Yue Minjun is set to unveil a new solo exhibition titled “Smile at the Flower Sermon.” Housed at Tang Contemporary Art, in Hong Kong, the acclaimed Chinese artist presents his iconic Laughter series alongside a new suite of paintings that bloom with a floral twist.
Minjun was inspired to explore the symbolism of flowers back in 2020, when he was living in Chuncheng in the southwestern province of Yunnan. The flowers of the city provided the artist a refreshing counterpoint to the gloominess ushered in by the pandemic. Amongst the 20 new paintings, many of them either feature or replace his emblematic smiling faces with seductively deceptive flowers. Deceptive, in the sense that Minjun sees these elements as merely decorative, where there is an awareness that the truth of his subjects are hidden.

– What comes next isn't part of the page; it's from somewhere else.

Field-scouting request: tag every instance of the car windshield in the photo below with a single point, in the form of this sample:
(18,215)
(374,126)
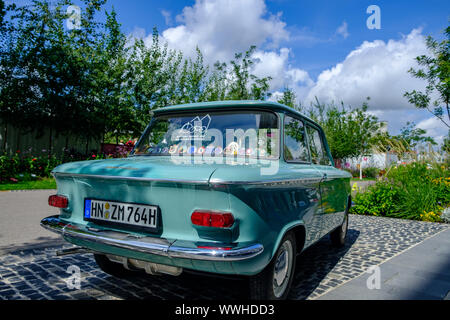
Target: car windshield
(252,134)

The flowers, he explains, are merely decorative, representing 'passive obstructions' from seeing individual truths beyond markers of status, gender, and personality through signifiers such as clothing.
In Hibiscus Moscheutos (2021), three female figures in Lilium(2021), it is white lilies concealing the faces of three figures in Renaissance-era clothing, as if adapted from an Old Master painting.

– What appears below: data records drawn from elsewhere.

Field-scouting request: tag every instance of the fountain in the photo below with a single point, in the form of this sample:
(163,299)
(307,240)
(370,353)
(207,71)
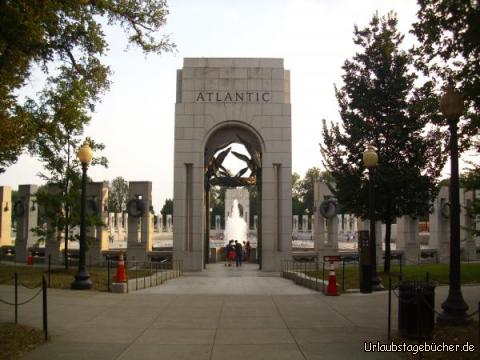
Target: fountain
(235,226)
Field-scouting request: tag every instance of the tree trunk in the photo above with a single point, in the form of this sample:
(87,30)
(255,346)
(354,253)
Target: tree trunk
(388,236)
(66,205)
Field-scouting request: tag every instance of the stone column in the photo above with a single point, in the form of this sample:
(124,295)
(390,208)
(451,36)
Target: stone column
(139,241)
(304,223)
(169,223)
(295,223)
(325,231)
(53,239)
(159,222)
(440,226)
(111,222)
(25,210)
(5,216)
(97,197)
(408,240)
(467,224)
(365,225)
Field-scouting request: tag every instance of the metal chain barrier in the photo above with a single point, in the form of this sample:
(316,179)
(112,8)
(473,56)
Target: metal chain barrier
(16,304)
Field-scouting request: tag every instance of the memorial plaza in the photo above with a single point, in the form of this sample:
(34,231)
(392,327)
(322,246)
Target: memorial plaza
(220,313)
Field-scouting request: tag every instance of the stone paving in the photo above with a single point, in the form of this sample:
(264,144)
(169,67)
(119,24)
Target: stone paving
(222,313)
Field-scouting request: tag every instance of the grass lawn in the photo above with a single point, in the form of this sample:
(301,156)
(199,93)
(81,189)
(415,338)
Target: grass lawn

Such efforts speak to the unspoken pitfalls of modernist ambitions and political ideals, or even the rift between online activities and IRL truths, with performative acts and careful selections on social media concealing the messiness and the complexity of realities both large and small.
While reflecting an anxious optimism; of waiting for the 'blossoming' of a new chapter, Yue underlines their deceptive nature.
This tactic of consolidation—what can be perceived as a kind of masking—is a thread that runs throughout these recent paintings by Yue and those from a decade ago, with some of his grinning figures on view at Tang Contemporary Art.
With this new floral symbolism, Yue opens up this illusory field further, inviting audiences to consider what lies beneath the surface.
As a result, each composition presents the viewer with a mystery. What are the flowers actually concealing? What have we lost? Discover for yourself as “Smile at the Flower Sermon” goes on view at Tang Contemporary Art from March 24 to April 30.